Tuttavia questa teoria, se estrapolata dal contesto strettamente cristiano e applicata alle persone in generale, al di là del loro orientamento sessuale e della loro situazione relazionale, trova poi effettivamente riscontro nella concretezza della quotidianità delle relazioni.

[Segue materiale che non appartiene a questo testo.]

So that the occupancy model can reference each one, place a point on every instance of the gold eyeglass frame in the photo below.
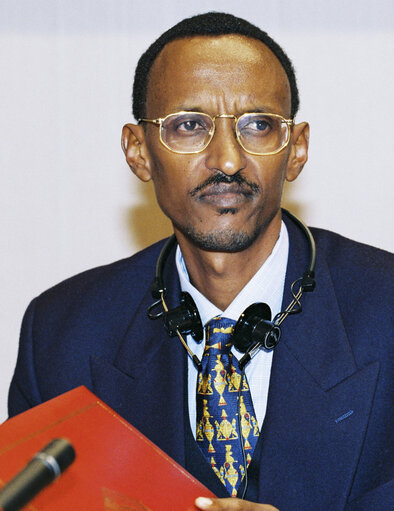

Conoscere il proprio modo di esprimere l’affetto e l’amore, e di conseguenza il modo in cui ci aspettiamo di riceverlo dall’altro, e conoscere quello del nostro partner, ma anche in generale di qualunque persona significativa per noi, ci può permettere di migliorare le nostre relazioni, in quanto:

  • permette una maggiore comprensione di come “funziona” l’altro all’interno delle relazioni;

  • permette di esprimere meglio quali possono essere dei nostri bisogni profondi non pienamente soddisfatti all’interno della relazione e di andare incontro a quelli dell’altro, aprendo la comunicazione e negoziando reciprocamente sui comportamenti che ciascuno vorrebbe che l’altro modificasse;

  • porta a ridare forma alle nostre personali aspettative riguardo a come debba arrivarci l’amore dell’altro, aspettative che altrimenti sarebbero disattese, creando tensioni, rancori e dubbi sui sentimenti che l’altro prova per noi;

  • permette di notare ogni volta che l’altro ci dimostra amore o affetto attraverso il suo personale linguaggio, riuscendo a sentirci amati anche se il messaggio non arriva nella forma che ci aspettavamo.


Bibliografia:

  • Cook M., Pasley J., Pellarin E., Medow K., Baltz M., Buhmann-Wiggs A., Construct validation of the five love languages, in Journal of Psychological Inquiry, 18(2), 50-61, 2013.

  • Egbert N., Polk, D., Speaking the language of relational maintenance: A validity test of Chapman’s (1992) five love languages, in Communication Research Reports, 23(1), 19‐26, 2006.

  • Chapman G., I 5 linguaggi dell'amore. Come dire "Ti amo" alla persona amata, Editrice Elledici, Torino, 2008.